Wilson Airport in Nairobi, Kenya, East Africa.
My 24-year-old father is sitting in the left seat of a Piper PA-28-140 Cherokee bearing Kenyan registration 5Y-AJJ.
The aircraft is likely only a few years old and, sitting on the tarmac of an East African airport with the engine turning smoothly over at idle, a long way from its home of Vero Beach, Florida.
In the right seat is rookie instructor pilot Murray Sinton. My father is his first student. 40 years later, my dad would remember him fondly as his best instructor.
It's a work day and dad is likely on his lunch break. At any rate, he's the boss...and who would question him if he stole away for an hour? Furthermore, who would find him in the skies above Nairobi?
And it's clear my dad is excited. After all, he had received his student pilot licence Number 2918 (K.337) from the Directorate of Civil Aviation East Africa only the day before this first flight. Why wait?
The cover of my dad's East African Licence booklet. (Family Collection) |
Student Pilot Licence 2918 (Family Collection) |
The weather in Nairobi is typical for the season - sunny, with a few puffs of cotton ball cumulus and a pleasant 20 or 21 degrees Celsius. Despite the moderate climate in Nairobi, it's stuffy inside the Cherokee's cockpit so Sinton has the only door propped open with his foot and the tiny storm window on my Dad's side of the canopy is hanging open. A soft breeze is drifting back from the slowly turning propeller.
Wilson Airport has two asphalt runways: 07/25 at 4,798' and 14/32 at 5,052'. Oddly enough, the runway orientation is exactly the same as Ottawa's International Airport. It isn't possible now to know which runway the two men used on their first flight together but we can draw some conclusions.
My father's copy of a Wilken Flying School checklist for the Piper Cherokee. This is likely one of the first pieces of kit my dad would have bought for his training. (Family Collection) |
After receiving clearance from the tower, Sinton yanked the door closed and snapped the lock above his head. He likely called for my dad to close the storm window before advancing the throttle. Alpha-Juliet-Juliet then began rolling forward, engine at full power, Sinton's left hand on the throttle and his right resting on the control yoke. Wilson sits at just over a mile above sea level so Sinton likely held the boxy trainer on the runway a few beats longer than usual before easing the yoke back.
As Alpha-Juliet-Juliet's wheels left the ground at 12:25 p.m. that Wednesday afternoon, my father, a captive passenger, was hooked forever.

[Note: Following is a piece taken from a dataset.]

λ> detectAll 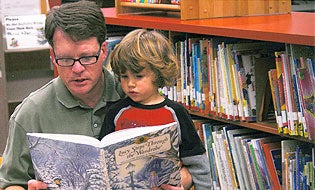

The cover of my Dad's logbook. (Family Collection) |
The flight lasted only half an hour - Sinton landed Alpha-Juliet-Juliet just shy of 1 o'clock. The notations in the dad's logbook, set down in his hand 42 years ago, betray none of the emotions he must have felt. On cream-colored paper, in blue ink, the particulars of the flight are recorded dispassionately: date, aircraft type, registration, captain, etc, etc, etc. In the remarks section of his then-new log book, he wrote down "No. 3" - the lesson number for "Effects of Flight Controls". It is a rather poor estimation of the effect that flight had on my dad that day...and for decades to come.
The first page of my Dad's logbook. The flight in question is at the very top. Half-way down the right side is Murray Sinton's signature confirming the hours flown in July, 1970. (Family Collection) |
I don't know what happened to 5Y-AJJ. I can find no record of its fate or where it is today. I'm equally ignorant as to Murray Sinton's whereabouts. I only know that, when my dad was issued his private pilot's licence, he gave Sinton one of 6 silver eagles he had made by a Nairobi jeweler. Sinton was overjoyed. Some time later, my dad had several more made in gold - of which only one survives.
I do know that my dad's first instructor and the plucky American-built, East-African transplanted trainer sparked a lifelong love that would have three generations gazing skyward in awe.